Reviewing and refining models

After the first version of the model training is finished, analyze the resulting model metrics and configure new versions of the experiment until you have achieved the results you need.

When you run the experiment version, you are taken to the Models tab, where you can start analyzing the resulting model metrics. You can access Schema view and Data view by returning to the Data tab. More granular analysis can be performed in the Compare and Analyze tabs.

You will know the first version of the training is finished when all metrics populate in the Model metrics table, and a trophy Trophy icon appears next to the top model.

AutoML is continually improving its model training processes. Therefore, you might notice that the model metrics and other details shown in the images on this page are not identical to yours when you complete these exercises.

Analyzing the models from v1

Switch back to the Models tab. In the Model metrics table, the top model is scored with a trophy Trophy icon. This means that it is the top-performing model based on the F1 score.

Model metrics table showing key model metrics. — Model metrics table showing top-performing v1 model

Switch back to the Models tab. In the Model metrics table, the top model is scored with a trophy Trophy icon. This means that it is the top-performing model based on the F1 score.

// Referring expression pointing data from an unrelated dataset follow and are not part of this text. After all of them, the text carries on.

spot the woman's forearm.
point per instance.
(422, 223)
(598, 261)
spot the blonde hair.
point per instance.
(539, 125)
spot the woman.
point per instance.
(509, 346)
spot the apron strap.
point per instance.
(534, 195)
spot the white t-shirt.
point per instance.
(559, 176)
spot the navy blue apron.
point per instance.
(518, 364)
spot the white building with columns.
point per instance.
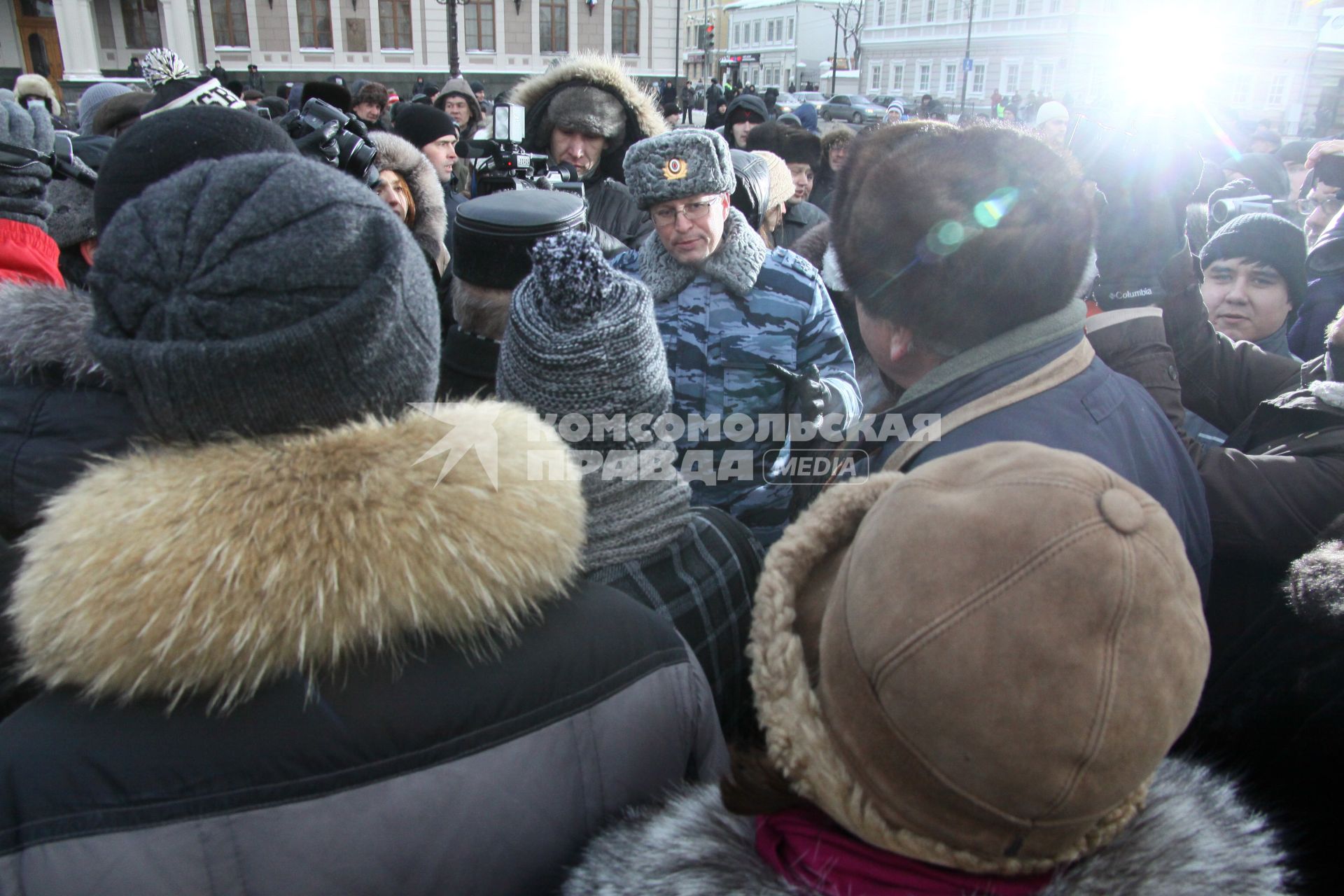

Sort the models by performance, from highest to lowest, by clicking the F1 column header. You might choose to exclude low-performing algorithms or focus only on the best one to get faster results in the next iteration of the training. We will address this when configuring v3 in a later section.

Identifying data leakage

Look at the Model insights charts on the right side of the page. These charts give you an indication of the relative importance of each feature, as well as model performance.

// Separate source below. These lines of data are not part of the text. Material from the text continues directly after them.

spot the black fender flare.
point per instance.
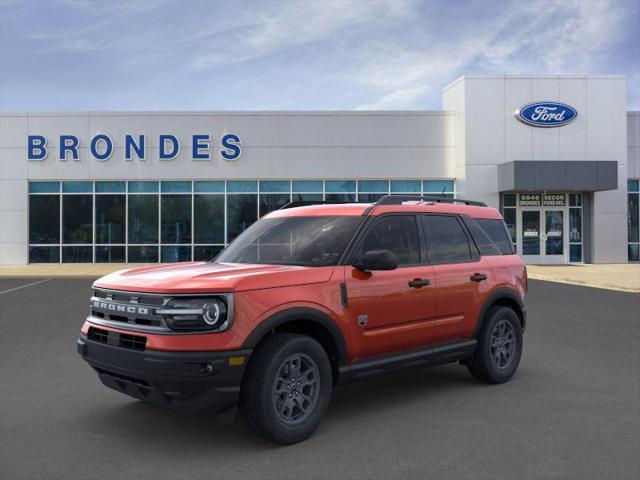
(296, 314)
(496, 297)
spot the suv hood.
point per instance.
(205, 277)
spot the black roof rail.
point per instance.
(398, 199)
(306, 203)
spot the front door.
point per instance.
(542, 235)
(391, 310)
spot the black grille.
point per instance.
(122, 340)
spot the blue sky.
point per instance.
(318, 55)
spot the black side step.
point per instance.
(425, 357)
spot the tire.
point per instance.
(273, 402)
(496, 358)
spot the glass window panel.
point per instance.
(206, 252)
(108, 254)
(632, 216)
(208, 218)
(575, 253)
(77, 219)
(575, 199)
(308, 197)
(341, 197)
(77, 254)
(44, 218)
(143, 254)
(177, 253)
(110, 218)
(340, 185)
(209, 187)
(531, 232)
(111, 187)
(271, 202)
(447, 241)
(370, 197)
(77, 187)
(554, 230)
(398, 234)
(510, 219)
(373, 186)
(274, 186)
(509, 200)
(44, 187)
(143, 219)
(44, 254)
(575, 225)
(438, 186)
(242, 211)
(405, 186)
(173, 187)
(176, 219)
(307, 185)
(143, 187)
(242, 186)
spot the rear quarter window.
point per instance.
(491, 236)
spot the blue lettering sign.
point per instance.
(37, 147)
(130, 144)
(231, 147)
(69, 143)
(201, 142)
(164, 155)
(108, 147)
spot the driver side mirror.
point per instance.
(377, 260)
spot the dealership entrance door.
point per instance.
(543, 230)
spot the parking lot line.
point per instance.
(25, 286)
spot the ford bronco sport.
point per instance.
(309, 297)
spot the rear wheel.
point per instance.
(499, 346)
(287, 388)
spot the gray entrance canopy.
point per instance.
(586, 176)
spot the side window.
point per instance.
(497, 232)
(398, 234)
(447, 240)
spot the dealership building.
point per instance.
(558, 154)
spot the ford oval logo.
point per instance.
(546, 114)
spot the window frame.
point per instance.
(474, 252)
(354, 249)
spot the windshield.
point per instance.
(306, 241)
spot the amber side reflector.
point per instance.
(236, 361)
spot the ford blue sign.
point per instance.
(546, 114)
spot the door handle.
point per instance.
(419, 282)
(478, 277)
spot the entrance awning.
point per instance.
(587, 176)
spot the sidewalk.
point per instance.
(621, 277)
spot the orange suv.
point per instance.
(309, 297)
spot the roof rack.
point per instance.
(399, 199)
(306, 203)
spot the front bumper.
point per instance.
(194, 381)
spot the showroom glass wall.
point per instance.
(174, 221)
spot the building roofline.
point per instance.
(531, 76)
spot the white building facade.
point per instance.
(143, 187)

From the Permutation importance chart, as well as the Features list in the Experiment configuration pane, notice that this first iteration of the model is relying heavily on the DaysSinceLastService feature, with all other features having almost no significance compared to it.

Permutation importance chart for top-performing v1 model showing feature 'DaysSinceLastService' consuming almost all of the influence for the entire model — Permutation importance chart in Models tab, showing data leakage

This disparity, and the models' extremely high F1 performance scores, should be viewed as a sign that something is wrong. In this case, there was no logic defined during data collection to stop the counting of the number of days since a customer's last service ticket for customers that canceled their subscription. As a result, the model learned to associate a large number of days since last service ticket (present for customers who canceled years ago) with a value of yes in the Churned field.

This is an example of data leakage, because in a real-world scenario, the model would only have access to information up until the prediction is made, and the number of days contained in this field were collected past that point of measurement. This issue is known as target leakage, which is a form of data leakage. For more information about data leakage, see Data leakage.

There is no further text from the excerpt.